A medicina baseada em evidências (MBE) é uma abordagem que busca utilizar as melhores evidências científicas disponíveis para orientar as decisões clínicas sobre o cuidado dos pacientes.
Em outras palavras, é uma forma de aplicar o conhecimento produzido pela pesquisa científica na prática médica, de forma consciente, explícita e criteriosa.
A MBE surgiu como uma reação à medicina baseada em opiniões, tradições ou experiências pessoais, que nem sempre são confiáveis ou atualizadas. A MBE visa garantir que os médicos ofereçam aos pacientes os tratamentos mais eficazes, seguros e adequados, baseados em evidências de alta qualidade e não em achismos ou modismos.

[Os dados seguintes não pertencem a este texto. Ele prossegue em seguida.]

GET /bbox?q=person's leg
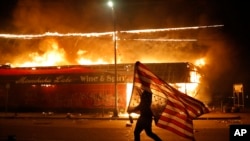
[144,121,162,141]
[144,129,162,141]
[134,119,143,141]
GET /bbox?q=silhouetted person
[128,91,162,141]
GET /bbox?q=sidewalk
[0,111,241,120]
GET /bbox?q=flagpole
[107,1,119,117]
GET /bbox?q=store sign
[80,74,128,83]
[13,73,132,84]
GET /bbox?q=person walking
[128,91,162,141]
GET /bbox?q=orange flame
[14,39,69,67]
[76,49,109,65]
[195,58,206,67]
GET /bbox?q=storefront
[0,62,200,113]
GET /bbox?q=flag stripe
[160,108,193,131]
[157,121,194,140]
[157,118,193,136]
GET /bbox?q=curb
[197,112,241,120]
[0,112,131,120]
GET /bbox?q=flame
[0,25,223,39]
[195,58,206,67]
[190,70,201,83]
[14,38,69,67]
[126,83,133,109]
[0,32,112,39]
[1,25,220,67]
[171,83,199,97]
[76,49,109,65]
[169,67,201,97]
[12,38,112,67]
[77,58,109,65]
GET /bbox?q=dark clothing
[134,116,162,141]
[129,91,162,141]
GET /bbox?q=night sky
[0,0,250,98]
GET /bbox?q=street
[0,113,249,141]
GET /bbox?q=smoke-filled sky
[0,0,250,94]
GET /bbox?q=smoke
[13,0,77,33]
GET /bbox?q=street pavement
[0,110,242,120]
[0,110,250,141]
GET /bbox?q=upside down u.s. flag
[127,61,210,140]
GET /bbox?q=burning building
[0,24,225,113]
[0,62,201,113]
[0,0,236,113]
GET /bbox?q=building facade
[0,62,200,113]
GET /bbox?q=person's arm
[127,104,140,114]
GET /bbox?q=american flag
[127,61,210,140]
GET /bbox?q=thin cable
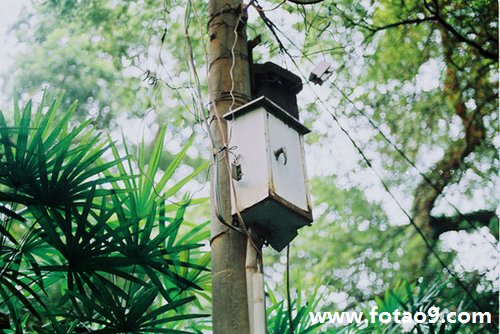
[228,10,239,114]
[183,2,237,234]
[123,5,208,207]
[296,53,496,250]
[184,1,244,234]
[206,4,264,257]
[183,5,251,237]
[208,7,249,235]
[183,3,253,239]
[251,0,286,12]
[225,5,242,144]
[326,108,495,325]
[286,245,295,334]
[257,26,493,319]
[226,10,265,258]
[214,148,246,234]
[101,2,226,239]
[306,65,478,296]
[257,8,496,250]
[185,1,211,130]
[295,12,495,247]
[329,81,498,248]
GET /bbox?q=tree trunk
[411,28,486,237]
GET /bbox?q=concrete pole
[207,0,252,333]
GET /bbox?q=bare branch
[369,16,437,32]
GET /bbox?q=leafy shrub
[0,96,209,333]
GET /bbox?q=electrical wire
[251,4,497,252]
[118,1,211,207]
[184,0,227,220]
[292,60,492,320]
[249,13,496,320]
[184,0,232,220]
[251,0,287,12]
[225,7,265,258]
[328,81,498,249]
[184,1,241,234]
[228,9,240,115]
[287,6,496,248]
[185,1,212,129]
[186,2,264,259]
[326,108,488,310]
[103,5,213,214]
[207,54,245,233]
[213,147,246,234]
[286,245,295,334]
[201,3,265,258]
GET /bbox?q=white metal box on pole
[224,96,313,251]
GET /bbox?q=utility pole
[207,0,252,332]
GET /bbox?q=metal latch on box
[232,162,242,181]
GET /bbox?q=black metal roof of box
[251,62,303,119]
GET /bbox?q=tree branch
[433,15,498,61]
[411,29,486,234]
[429,210,498,240]
[423,0,498,61]
[368,16,437,33]
[331,4,435,34]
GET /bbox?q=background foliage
[0,0,498,332]
[0,97,210,333]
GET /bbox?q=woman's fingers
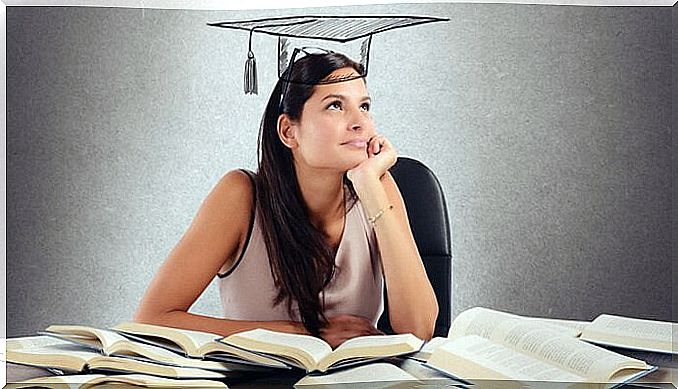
[373,136,381,155]
[320,314,383,347]
[368,134,389,156]
[347,135,397,183]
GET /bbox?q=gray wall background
[6,3,674,336]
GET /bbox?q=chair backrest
[377,157,452,337]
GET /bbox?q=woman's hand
[346,135,397,186]
[320,314,383,349]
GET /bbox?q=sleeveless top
[216,171,384,325]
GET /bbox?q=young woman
[134,52,438,348]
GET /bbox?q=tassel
[359,35,372,76]
[244,29,257,95]
[278,37,289,77]
[244,50,257,95]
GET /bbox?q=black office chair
[377,157,452,338]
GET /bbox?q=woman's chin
[342,155,368,170]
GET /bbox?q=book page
[396,358,466,383]
[89,355,227,379]
[91,328,130,351]
[526,317,589,335]
[112,322,219,357]
[110,340,237,371]
[507,332,649,382]
[335,334,423,353]
[178,329,225,353]
[45,325,131,352]
[451,308,648,381]
[6,343,100,372]
[450,307,581,339]
[581,314,675,354]
[14,374,229,388]
[206,342,290,368]
[117,332,185,354]
[315,334,423,372]
[224,329,331,367]
[88,373,229,388]
[407,336,450,361]
[428,335,587,382]
[499,325,648,382]
[6,336,71,350]
[8,343,100,359]
[14,373,107,387]
[295,362,419,386]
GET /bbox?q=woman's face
[287,67,376,172]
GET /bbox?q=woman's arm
[348,137,439,340]
[133,170,307,337]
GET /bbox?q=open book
[407,311,587,363]
[6,336,227,379]
[509,312,675,355]
[414,310,675,362]
[111,321,288,368]
[579,314,675,354]
[406,336,451,362]
[425,307,656,388]
[42,324,246,372]
[294,362,420,388]
[217,328,424,373]
[10,373,228,389]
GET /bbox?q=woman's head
[254,52,370,336]
[259,52,373,175]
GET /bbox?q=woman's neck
[294,164,345,230]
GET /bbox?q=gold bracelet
[368,205,394,226]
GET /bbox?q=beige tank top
[216,185,384,325]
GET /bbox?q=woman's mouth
[342,140,367,148]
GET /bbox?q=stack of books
[6,321,426,387]
[5,308,674,388]
[409,307,675,389]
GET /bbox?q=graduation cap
[207,15,448,94]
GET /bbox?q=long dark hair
[255,53,364,336]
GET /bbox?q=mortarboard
[207,15,448,95]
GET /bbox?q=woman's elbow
[392,304,439,341]
[416,306,439,340]
[395,319,436,341]
[132,299,176,325]
[132,306,157,324]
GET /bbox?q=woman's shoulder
[203,169,256,223]
[218,169,256,194]
[219,168,256,199]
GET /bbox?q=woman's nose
[348,110,370,132]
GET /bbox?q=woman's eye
[360,102,371,112]
[327,101,342,111]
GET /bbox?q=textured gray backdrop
[6,3,674,336]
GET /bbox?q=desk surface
[6,360,677,389]
[6,360,451,388]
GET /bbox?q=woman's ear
[277,114,298,149]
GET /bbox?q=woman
[134,52,438,347]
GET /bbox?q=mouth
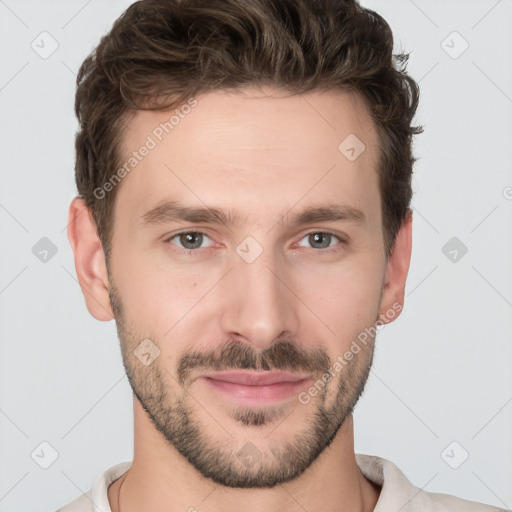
[198,370,313,404]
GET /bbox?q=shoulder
[54,461,131,512]
[356,453,508,512]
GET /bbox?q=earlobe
[378,210,413,325]
[67,197,115,321]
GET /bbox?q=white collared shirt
[56,454,507,511]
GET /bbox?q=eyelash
[164,230,345,255]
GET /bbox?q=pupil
[181,233,202,249]
[310,233,330,249]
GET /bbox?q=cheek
[294,256,384,338]
[113,250,223,337]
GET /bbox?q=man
[58,0,506,510]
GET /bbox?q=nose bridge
[219,243,299,349]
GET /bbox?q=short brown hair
[74,0,421,259]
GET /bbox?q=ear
[378,210,412,325]
[67,197,114,321]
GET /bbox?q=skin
[68,86,412,512]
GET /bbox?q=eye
[166,231,215,251]
[296,232,343,250]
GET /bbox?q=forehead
[114,86,381,228]
[122,86,377,157]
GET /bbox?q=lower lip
[200,377,311,404]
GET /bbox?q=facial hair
[108,273,376,489]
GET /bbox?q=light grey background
[0,0,511,511]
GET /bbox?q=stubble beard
[108,277,376,488]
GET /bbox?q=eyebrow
[137,200,366,229]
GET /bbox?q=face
[77,86,410,488]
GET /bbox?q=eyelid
[293,230,346,250]
[163,229,347,252]
[164,230,216,249]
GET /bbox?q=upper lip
[201,370,312,386]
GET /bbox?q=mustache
[177,339,331,386]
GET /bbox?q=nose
[219,247,301,351]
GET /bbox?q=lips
[201,370,312,386]
[199,370,313,404]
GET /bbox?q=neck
[108,399,380,512]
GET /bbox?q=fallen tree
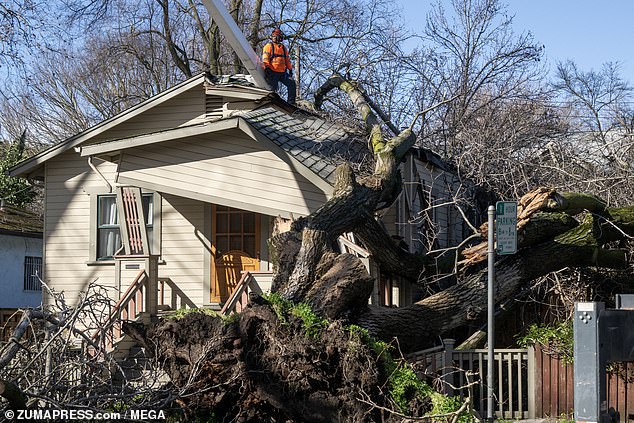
[5,74,634,421]
[262,74,634,351]
[120,74,634,420]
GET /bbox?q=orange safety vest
[262,42,292,73]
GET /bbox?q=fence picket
[403,343,634,419]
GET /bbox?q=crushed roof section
[240,107,372,184]
[0,205,43,236]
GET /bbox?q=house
[0,199,43,340]
[9,73,468,343]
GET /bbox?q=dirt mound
[126,301,429,422]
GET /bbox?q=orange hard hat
[271,28,283,38]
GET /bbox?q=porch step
[114,345,170,386]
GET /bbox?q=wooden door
[211,205,261,303]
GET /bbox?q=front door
[210,205,261,303]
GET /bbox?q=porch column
[145,255,159,316]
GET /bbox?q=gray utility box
[574,296,634,423]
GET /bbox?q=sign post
[487,201,517,422]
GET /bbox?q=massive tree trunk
[267,75,634,352]
[114,75,634,421]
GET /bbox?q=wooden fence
[410,341,634,421]
[533,343,574,418]
[408,339,534,419]
[534,343,634,421]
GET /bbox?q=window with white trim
[96,193,154,260]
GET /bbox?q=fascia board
[79,118,240,157]
[9,73,207,177]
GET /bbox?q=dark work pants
[265,70,297,104]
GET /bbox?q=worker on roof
[262,28,297,105]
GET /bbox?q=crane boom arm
[200,0,269,89]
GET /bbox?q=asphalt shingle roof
[0,205,43,235]
[241,107,372,184]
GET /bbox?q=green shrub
[516,320,573,362]
[165,307,219,320]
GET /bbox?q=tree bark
[355,212,630,351]
[272,74,634,353]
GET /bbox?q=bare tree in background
[549,60,634,205]
[0,0,402,147]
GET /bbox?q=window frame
[96,194,121,260]
[24,256,43,291]
[88,190,161,264]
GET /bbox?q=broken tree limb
[356,215,631,351]
[275,72,424,302]
[283,73,634,352]
[0,309,102,373]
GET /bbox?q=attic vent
[206,95,223,119]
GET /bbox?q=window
[96,193,154,260]
[24,256,42,291]
[97,195,121,260]
[213,205,259,258]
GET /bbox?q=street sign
[496,201,517,255]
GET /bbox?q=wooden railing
[158,277,196,310]
[92,269,149,350]
[220,271,272,315]
[337,234,370,258]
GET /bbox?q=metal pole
[487,205,495,422]
[295,44,301,101]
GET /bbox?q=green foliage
[165,307,220,320]
[106,393,148,413]
[429,392,472,423]
[346,324,471,420]
[263,293,328,338]
[288,302,328,338]
[556,412,575,423]
[388,362,431,413]
[264,292,292,323]
[0,132,36,208]
[516,320,574,362]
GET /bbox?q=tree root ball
[125,302,426,422]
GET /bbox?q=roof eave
[9,73,209,177]
[79,118,240,157]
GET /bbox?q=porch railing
[91,269,149,351]
[220,271,273,315]
[158,277,197,311]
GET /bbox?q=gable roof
[10,73,211,178]
[12,72,454,190]
[10,72,372,186]
[78,104,372,190]
[239,107,371,184]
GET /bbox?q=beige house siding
[87,86,207,144]
[160,195,206,307]
[44,151,118,305]
[117,129,329,218]
[43,153,210,308]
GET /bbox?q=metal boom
[200,0,269,89]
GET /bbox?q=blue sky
[399,0,634,83]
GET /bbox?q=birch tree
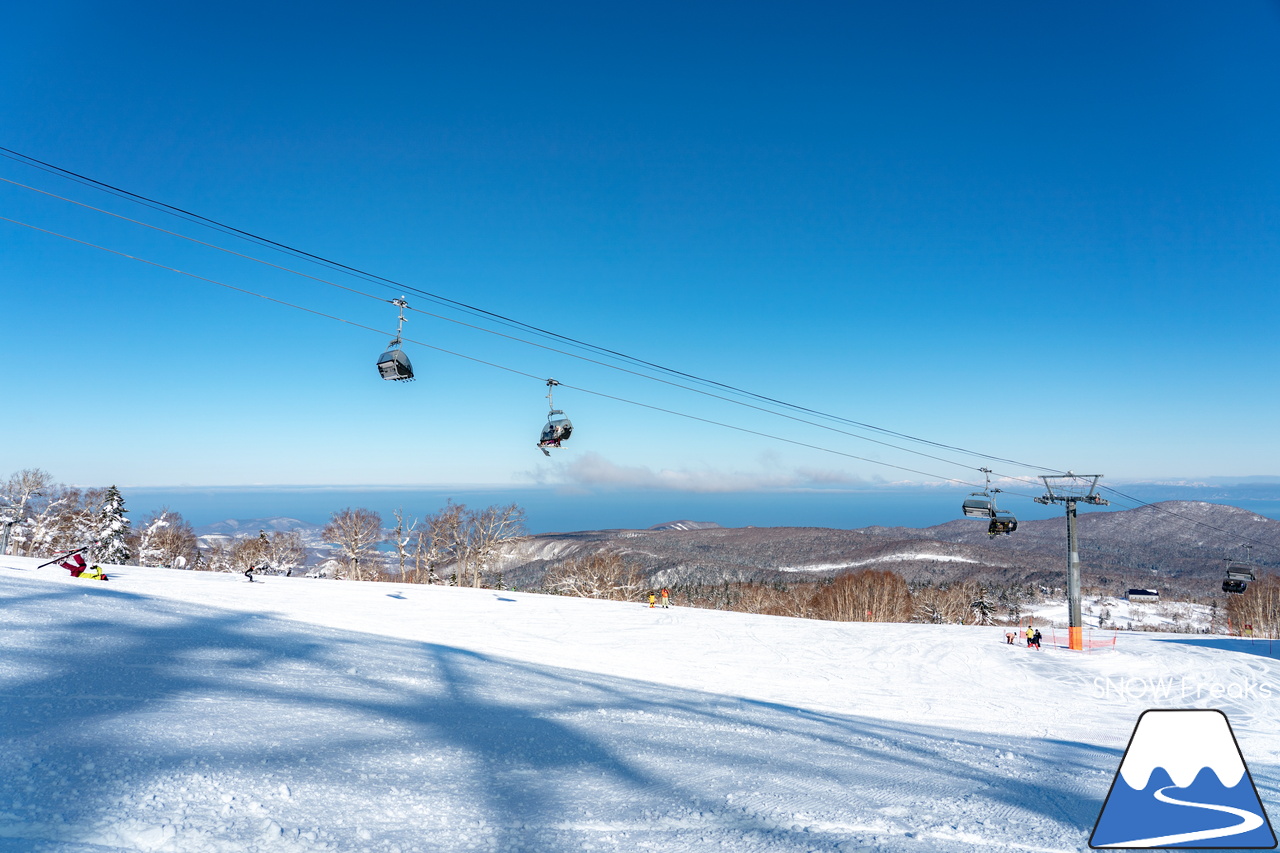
[322,508,383,581]
[1,469,55,555]
[466,503,527,588]
[390,508,417,579]
[265,530,307,575]
[135,508,198,567]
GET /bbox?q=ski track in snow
[0,559,1278,852]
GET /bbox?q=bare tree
[230,531,271,573]
[322,508,384,581]
[265,530,307,575]
[809,569,913,623]
[732,582,812,618]
[1,469,56,555]
[544,551,645,601]
[390,508,418,580]
[404,501,465,584]
[23,486,104,556]
[466,503,527,588]
[199,539,232,572]
[1226,574,1280,638]
[134,508,198,567]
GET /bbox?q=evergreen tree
[92,485,132,565]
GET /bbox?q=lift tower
[1034,473,1109,651]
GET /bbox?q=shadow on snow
[0,577,1116,851]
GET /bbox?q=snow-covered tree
[969,586,997,625]
[0,468,55,555]
[322,508,383,581]
[135,508,198,567]
[264,530,307,575]
[91,485,132,565]
[463,503,526,588]
[411,501,466,584]
[390,508,417,579]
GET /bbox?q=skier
[81,565,108,581]
[60,553,88,578]
[1025,623,1035,648]
[1032,628,1042,650]
[661,588,670,608]
[648,592,656,608]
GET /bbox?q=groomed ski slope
[1,560,1277,853]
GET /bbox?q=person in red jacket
[60,554,87,578]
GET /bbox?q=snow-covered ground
[1029,595,1215,633]
[775,554,982,573]
[1,558,1278,852]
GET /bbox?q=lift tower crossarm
[1034,473,1109,651]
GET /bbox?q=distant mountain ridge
[195,517,322,537]
[648,520,722,531]
[492,501,1280,598]
[189,502,1279,599]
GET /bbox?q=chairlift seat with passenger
[988,512,1017,536]
[538,410,573,456]
[1223,579,1248,595]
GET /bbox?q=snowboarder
[661,588,670,608]
[245,566,257,583]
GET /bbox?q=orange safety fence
[1048,626,1118,652]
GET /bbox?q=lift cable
[0,173,1055,481]
[1095,484,1280,557]
[0,146,1060,473]
[6,154,1273,552]
[4,212,1268,553]
[0,212,999,490]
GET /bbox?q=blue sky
[3,2,1279,527]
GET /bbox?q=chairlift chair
[537,379,573,456]
[377,346,414,381]
[1221,556,1256,594]
[962,470,1017,536]
[962,498,995,518]
[376,297,414,381]
[1225,564,1256,583]
[988,511,1018,537]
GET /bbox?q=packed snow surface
[776,554,983,573]
[2,558,1279,852]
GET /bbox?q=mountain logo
[1091,709,1276,849]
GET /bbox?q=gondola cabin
[377,347,414,381]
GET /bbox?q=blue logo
[1091,709,1276,848]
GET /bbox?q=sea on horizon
[120,482,1280,535]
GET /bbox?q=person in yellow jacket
[1025,623,1035,647]
[80,565,108,581]
[648,593,656,608]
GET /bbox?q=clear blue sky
[3,1,1279,521]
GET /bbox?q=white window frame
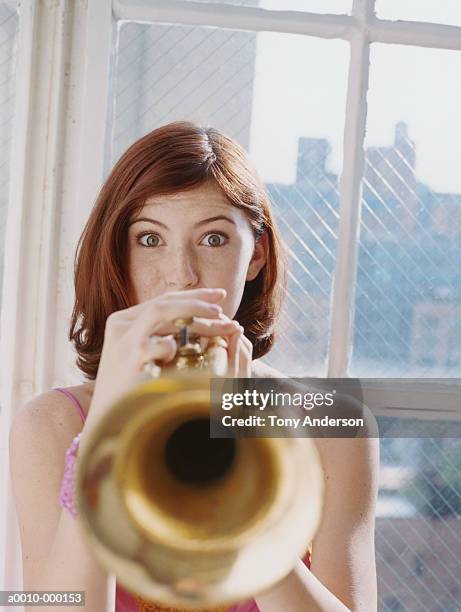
[1,0,461,597]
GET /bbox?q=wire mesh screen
[264,139,340,375]
[351,44,461,378]
[108,22,257,167]
[106,21,348,376]
[377,434,461,611]
[351,43,461,609]
[0,4,18,312]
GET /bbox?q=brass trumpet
[75,318,324,610]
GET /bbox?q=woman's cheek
[219,272,250,320]
[130,258,163,303]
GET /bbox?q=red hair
[70,121,288,380]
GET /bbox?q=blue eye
[137,233,161,247]
[202,232,228,247]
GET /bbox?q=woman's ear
[246,231,268,281]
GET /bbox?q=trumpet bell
[76,368,324,609]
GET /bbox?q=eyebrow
[129,215,236,230]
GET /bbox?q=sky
[249,0,461,194]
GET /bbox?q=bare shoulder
[10,383,93,448]
[9,383,93,526]
[9,390,78,495]
[11,388,74,431]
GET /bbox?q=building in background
[265,122,461,377]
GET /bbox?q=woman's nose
[165,249,199,289]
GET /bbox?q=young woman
[10,121,379,611]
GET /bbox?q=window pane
[180,0,351,14]
[107,22,348,375]
[377,434,461,611]
[0,4,19,313]
[351,44,461,377]
[376,0,461,28]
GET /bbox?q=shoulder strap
[53,388,86,424]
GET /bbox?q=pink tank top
[54,388,312,612]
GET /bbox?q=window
[0,0,20,592]
[0,3,18,312]
[351,44,461,378]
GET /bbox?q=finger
[226,326,243,377]
[132,299,228,338]
[237,334,253,378]
[164,287,227,302]
[138,334,178,369]
[198,311,235,352]
[145,317,241,341]
[119,288,227,322]
[239,330,253,354]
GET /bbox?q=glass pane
[0,4,19,313]
[108,21,349,375]
[351,44,461,377]
[376,0,461,28]
[377,433,461,611]
[180,0,351,14]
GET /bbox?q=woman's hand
[225,319,253,377]
[85,288,237,425]
[85,288,249,432]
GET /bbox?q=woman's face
[127,180,267,319]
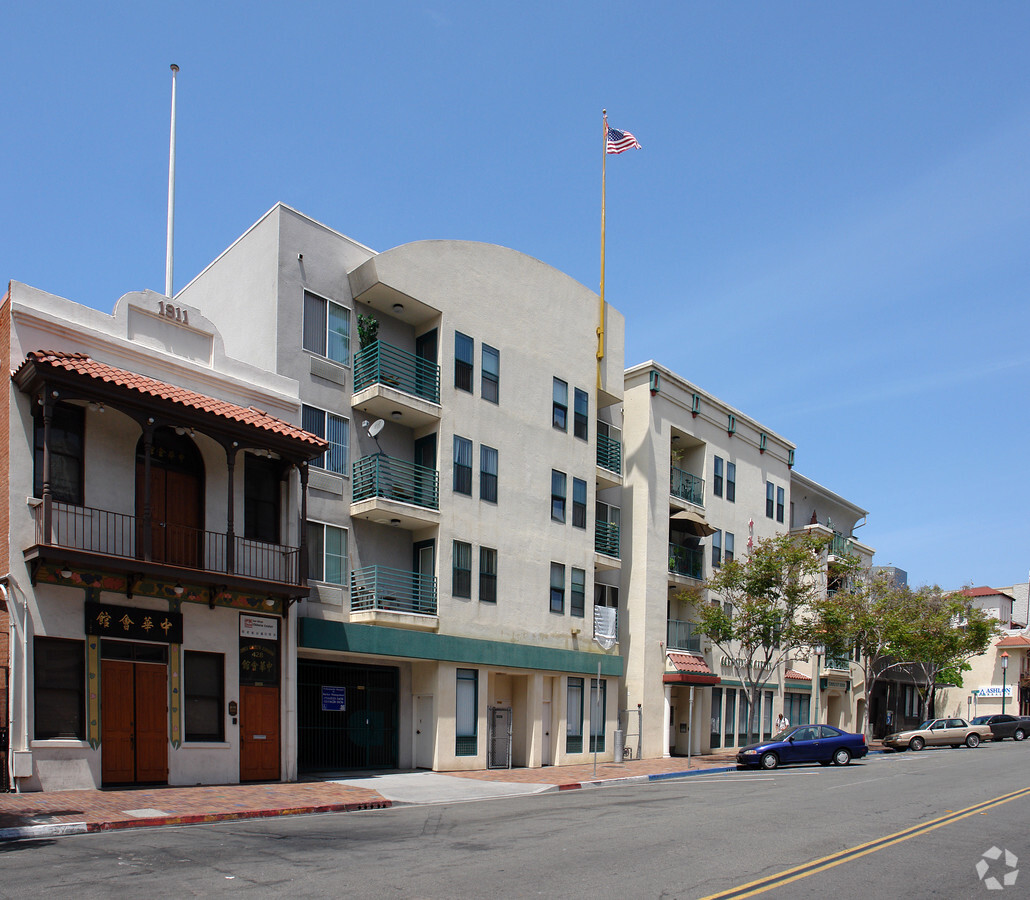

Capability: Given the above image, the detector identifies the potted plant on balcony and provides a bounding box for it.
[357,314,379,349]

Para praticar a MBE, os médicos precisam saber formular perguntas clínicas relevantes, buscar as evidências científicas mais pertinentes, avaliar a qualidade e a validade das evidências, integrar as evidências com as preferências e valores dos pacientes e avaliar os resultados e a efetividade das intervenções.
No entanto, para que os médicos possam fazer isso, eles precisam ter uma boa formação em MBE durante a graduação e a pós-graduação. E é aí que surge um problema no Brasil: a qualidade da formação médica no país é questionável e insuficiente para preparar os médicos para a MBE.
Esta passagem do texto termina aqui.